Crocodile Soup
Page 11
I supposed she must have gone back to Marseille. I actually wondered if she had been there at all, or if I had dreamt her up too, and written the note in my sleep.
First Attempts
Dear Jean,
Thank you for your letters. I am sorry I haven’t been in touch before but...
Dear Mum,
How dare you write to me after all this time. I...
Dear Mother,
I am not well. I had a dream about you...
I tore each sheet of paper into tiny squares and scattered them around me like snow. My flat was a mess.
Rosa Van Durk
Jean took me to see the shrink recommended by Doctor Diamond.
I was in an oyster shell of a room with an elderly bohemian. Her face was a long brown violin that examined me quizzically.
She handed me a pencil and a pad of paper and said, ‘Draw.’
I looked dumbly at the pencil in my hand.
‘What is it?’ asked Rosa Van Durk.
‘I can’t draw.’
I put down the pencil and looked into her eyes that were as brown as field beans. Was this another gullible heart?
‘There’s a thing in my bedroom. It’s been there since I was three,’ I croaked. ‘I’m not safe,’ I said bravely. ‘Things happen.’
Rosa Van Durk nodded and asked me to draw a picture of the thing that frightened me.
Hesitantly I attempted to create an image that was something like the figure I had seen and felt. When I had finished it was just a grey scribbled cloud.
‘A poet died in your house?’ asked Rosa with a sweep of her ebony hand.
I nodded, scared.
‘Is it her?’
I blinked.
‘Are there other things?’
I shrugged. There were things I couldn’t put my finger on. Silences. Gaps in between words. Miseries that you couldn’t name.

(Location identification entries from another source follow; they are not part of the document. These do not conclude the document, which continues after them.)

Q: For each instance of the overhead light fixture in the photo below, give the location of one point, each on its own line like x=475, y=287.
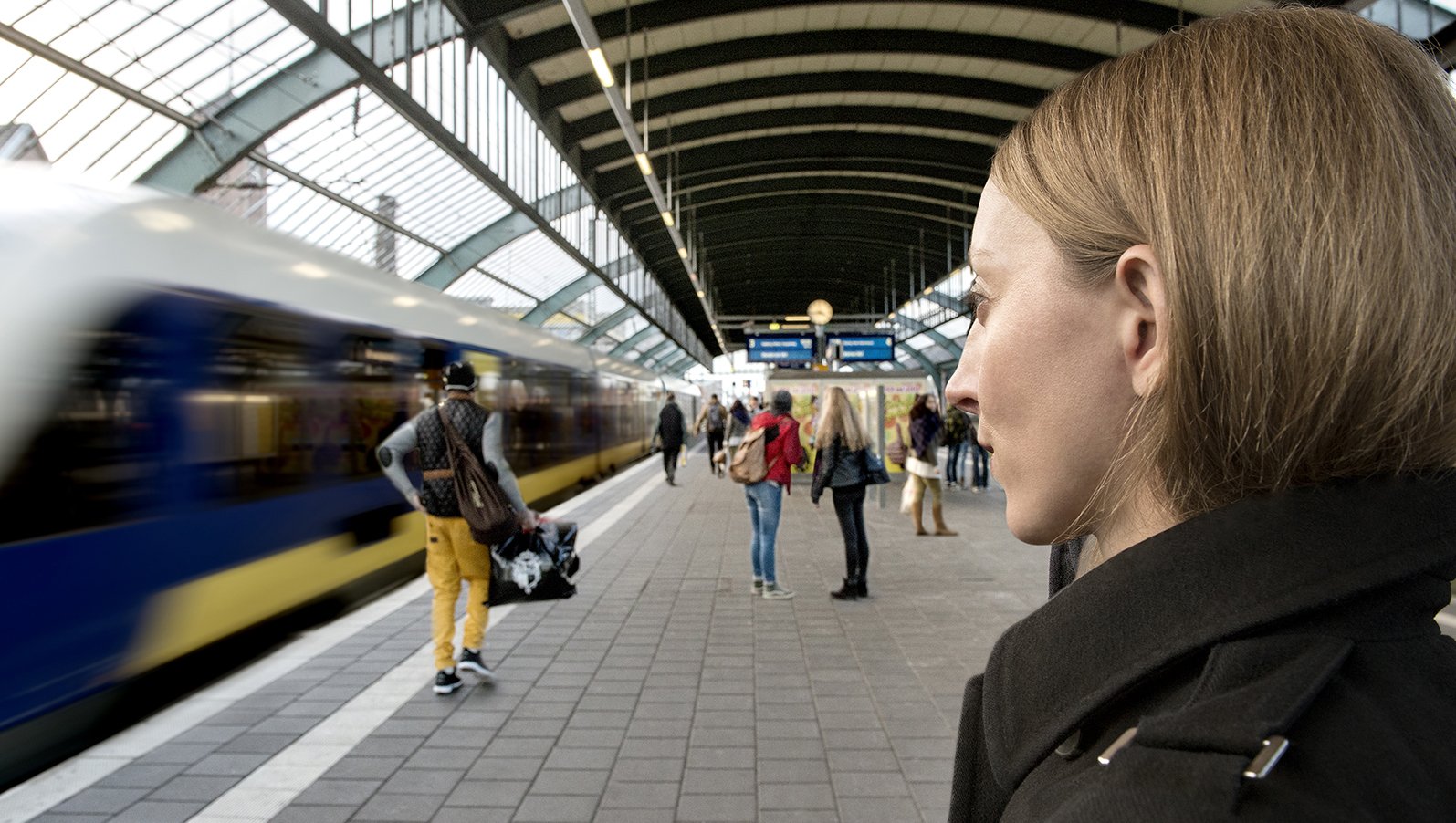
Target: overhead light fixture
x=599, y=61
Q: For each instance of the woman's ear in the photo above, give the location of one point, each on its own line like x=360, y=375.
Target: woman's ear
x=1142, y=318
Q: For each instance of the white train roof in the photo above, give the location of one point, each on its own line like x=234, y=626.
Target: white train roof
x=53, y=227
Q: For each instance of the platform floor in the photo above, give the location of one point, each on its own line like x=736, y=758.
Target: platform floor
x=663, y=691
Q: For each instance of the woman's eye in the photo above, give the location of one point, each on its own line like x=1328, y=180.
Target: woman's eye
x=979, y=307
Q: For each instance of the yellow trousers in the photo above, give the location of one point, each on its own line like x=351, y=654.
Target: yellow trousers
x=450, y=554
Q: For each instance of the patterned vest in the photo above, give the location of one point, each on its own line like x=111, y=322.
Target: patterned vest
x=469, y=421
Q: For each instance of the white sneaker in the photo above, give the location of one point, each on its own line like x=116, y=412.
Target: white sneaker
x=775, y=592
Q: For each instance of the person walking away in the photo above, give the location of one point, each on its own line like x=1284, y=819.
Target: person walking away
x=765, y=497
x=980, y=458
x=925, y=432
x=714, y=419
x=956, y=435
x=450, y=553
x=672, y=431
x=841, y=467
x=738, y=422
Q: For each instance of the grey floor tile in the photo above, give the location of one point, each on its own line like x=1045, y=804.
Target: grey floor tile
x=401, y=807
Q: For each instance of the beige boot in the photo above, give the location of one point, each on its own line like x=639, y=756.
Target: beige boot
x=941, y=529
x=915, y=516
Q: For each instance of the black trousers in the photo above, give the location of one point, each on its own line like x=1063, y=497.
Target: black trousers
x=849, y=507
x=715, y=441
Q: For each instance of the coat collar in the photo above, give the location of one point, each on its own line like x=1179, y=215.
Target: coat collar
x=1215, y=576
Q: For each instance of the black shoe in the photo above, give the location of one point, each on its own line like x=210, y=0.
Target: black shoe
x=445, y=681
x=470, y=662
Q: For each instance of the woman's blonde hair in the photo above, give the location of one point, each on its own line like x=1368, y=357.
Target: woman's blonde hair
x=1294, y=172
x=839, y=421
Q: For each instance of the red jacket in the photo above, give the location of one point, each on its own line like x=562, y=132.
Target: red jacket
x=782, y=451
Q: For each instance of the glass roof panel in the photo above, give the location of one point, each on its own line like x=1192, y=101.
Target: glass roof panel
x=185, y=56
x=536, y=265
x=956, y=328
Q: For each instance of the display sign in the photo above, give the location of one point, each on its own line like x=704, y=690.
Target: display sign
x=864, y=348
x=783, y=349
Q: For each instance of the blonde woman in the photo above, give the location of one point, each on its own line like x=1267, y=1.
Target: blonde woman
x=1213, y=343
x=841, y=467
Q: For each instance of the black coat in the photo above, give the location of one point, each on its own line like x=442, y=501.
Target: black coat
x=837, y=467
x=1304, y=615
x=670, y=426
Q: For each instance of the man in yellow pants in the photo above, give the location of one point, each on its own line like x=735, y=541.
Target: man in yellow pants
x=450, y=553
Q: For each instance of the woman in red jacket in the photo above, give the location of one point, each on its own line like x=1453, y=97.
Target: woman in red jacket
x=766, y=496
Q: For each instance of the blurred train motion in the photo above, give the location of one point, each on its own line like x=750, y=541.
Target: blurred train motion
x=190, y=413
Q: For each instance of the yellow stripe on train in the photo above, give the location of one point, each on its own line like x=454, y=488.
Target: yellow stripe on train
x=207, y=609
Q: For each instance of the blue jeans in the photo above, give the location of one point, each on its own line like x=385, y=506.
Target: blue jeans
x=956, y=464
x=980, y=461
x=765, y=504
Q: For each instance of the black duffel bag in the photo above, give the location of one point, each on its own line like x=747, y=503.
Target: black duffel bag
x=535, y=566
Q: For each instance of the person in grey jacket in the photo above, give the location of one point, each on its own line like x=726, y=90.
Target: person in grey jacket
x=841, y=467
x=450, y=553
x=1211, y=357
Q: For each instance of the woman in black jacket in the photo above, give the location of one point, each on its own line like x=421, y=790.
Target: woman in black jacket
x=841, y=467
x=1211, y=349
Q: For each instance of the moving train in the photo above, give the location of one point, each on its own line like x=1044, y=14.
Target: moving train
x=191, y=406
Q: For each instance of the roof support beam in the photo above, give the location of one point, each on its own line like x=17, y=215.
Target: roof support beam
x=937, y=297
x=244, y=124
x=560, y=300
x=607, y=325
x=917, y=328
x=484, y=243
x=658, y=349
x=631, y=342
x=322, y=32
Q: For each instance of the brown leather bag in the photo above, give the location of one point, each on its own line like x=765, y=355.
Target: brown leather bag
x=482, y=502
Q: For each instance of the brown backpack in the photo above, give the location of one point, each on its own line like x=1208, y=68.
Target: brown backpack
x=750, y=463
x=482, y=502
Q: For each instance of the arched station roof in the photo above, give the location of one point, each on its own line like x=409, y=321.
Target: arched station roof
x=804, y=149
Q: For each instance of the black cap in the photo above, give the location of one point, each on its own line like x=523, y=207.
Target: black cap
x=460, y=377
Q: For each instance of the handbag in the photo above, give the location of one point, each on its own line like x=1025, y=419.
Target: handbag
x=535, y=566
x=897, y=453
x=874, y=468
x=482, y=502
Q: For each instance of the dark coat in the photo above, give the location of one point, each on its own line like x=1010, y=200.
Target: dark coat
x=670, y=426
x=837, y=467
x=1304, y=615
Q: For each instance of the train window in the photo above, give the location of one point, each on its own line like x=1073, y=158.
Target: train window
x=264, y=419
x=290, y=401
x=100, y=457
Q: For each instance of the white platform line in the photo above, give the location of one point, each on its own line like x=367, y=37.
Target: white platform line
x=278, y=781
x=66, y=779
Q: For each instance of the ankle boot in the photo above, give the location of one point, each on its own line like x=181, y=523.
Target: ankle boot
x=941, y=529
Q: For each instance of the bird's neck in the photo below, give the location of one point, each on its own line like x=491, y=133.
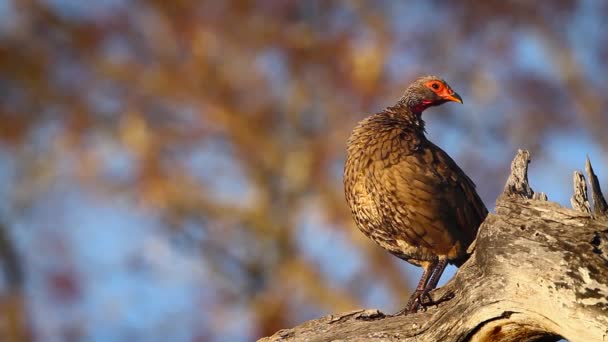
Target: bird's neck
x=409, y=115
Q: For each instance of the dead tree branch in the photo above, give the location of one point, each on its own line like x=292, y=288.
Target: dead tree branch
x=539, y=272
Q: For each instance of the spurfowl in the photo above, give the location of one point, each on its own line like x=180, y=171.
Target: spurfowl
x=407, y=194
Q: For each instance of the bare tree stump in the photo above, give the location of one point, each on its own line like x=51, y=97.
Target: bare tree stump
x=538, y=272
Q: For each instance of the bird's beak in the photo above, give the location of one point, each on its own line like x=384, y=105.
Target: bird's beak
x=453, y=97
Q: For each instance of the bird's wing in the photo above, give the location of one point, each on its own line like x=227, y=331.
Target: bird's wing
x=430, y=199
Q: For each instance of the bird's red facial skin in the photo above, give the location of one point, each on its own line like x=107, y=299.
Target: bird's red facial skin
x=443, y=91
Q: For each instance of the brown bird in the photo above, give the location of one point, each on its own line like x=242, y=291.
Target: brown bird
x=407, y=194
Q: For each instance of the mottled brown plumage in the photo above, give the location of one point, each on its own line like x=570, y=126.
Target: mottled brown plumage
x=407, y=194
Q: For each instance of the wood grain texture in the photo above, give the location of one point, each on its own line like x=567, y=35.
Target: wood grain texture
x=539, y=272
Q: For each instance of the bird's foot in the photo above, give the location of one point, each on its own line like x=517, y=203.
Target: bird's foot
x=413, y=304
x=421, y=300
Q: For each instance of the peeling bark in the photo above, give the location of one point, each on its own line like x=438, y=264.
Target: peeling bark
x=538, y=272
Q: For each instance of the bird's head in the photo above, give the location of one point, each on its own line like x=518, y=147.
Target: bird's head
x=428, y=91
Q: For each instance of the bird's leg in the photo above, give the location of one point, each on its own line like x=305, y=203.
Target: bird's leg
x=432, y=284
x=415, y=298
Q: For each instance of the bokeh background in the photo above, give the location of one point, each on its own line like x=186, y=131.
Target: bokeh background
x=172, y=170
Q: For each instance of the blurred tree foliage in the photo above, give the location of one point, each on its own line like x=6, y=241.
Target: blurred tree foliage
x=229, y=118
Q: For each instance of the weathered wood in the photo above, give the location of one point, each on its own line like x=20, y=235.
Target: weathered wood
x=539, y=272
x=579, y=200
x=599, y=202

Rosa wrote something down in a small leather-bound notebook.
‘When I was young,’ she continued conversationally, ‘I lived in Germany. Like most small children I was afraid of certain dark holes in the house. It was an old country place. I was especially afraid that monsters would come and take away my parents.’
She paused.
‘And one day they did. I hid in a dark hole in the very intestine of the house. I heard them. So my fears were true.’
She spread her branchy arms out.
‘We must assume then,’ she went on, rather intellectually, ‘that what you see and hear is real, not imaginary.’
I breathed out. Perhaps it was the first proper exhalation I had experienced for many years. I breathed in. My rib cage expanded. I unrolled my tongue. An iron rod that had been clamped to my spine was gently removed. My hair began to grow. My fingers rolled open. My eyes closed.
Rosa Van Durk removed her round glasses and rubbed them on her draylon trousers. She was wearing a complex pair of hoofy shoes.
‘Yes. This is the way forward. We will remove it. This thing that lives in your room. We will put it to rest. Then it won’t meddle with your happiness and safety any more.’
‘Will everything be all right after that?’ I asked.
‘After we have removed it we will discuss any other problems.’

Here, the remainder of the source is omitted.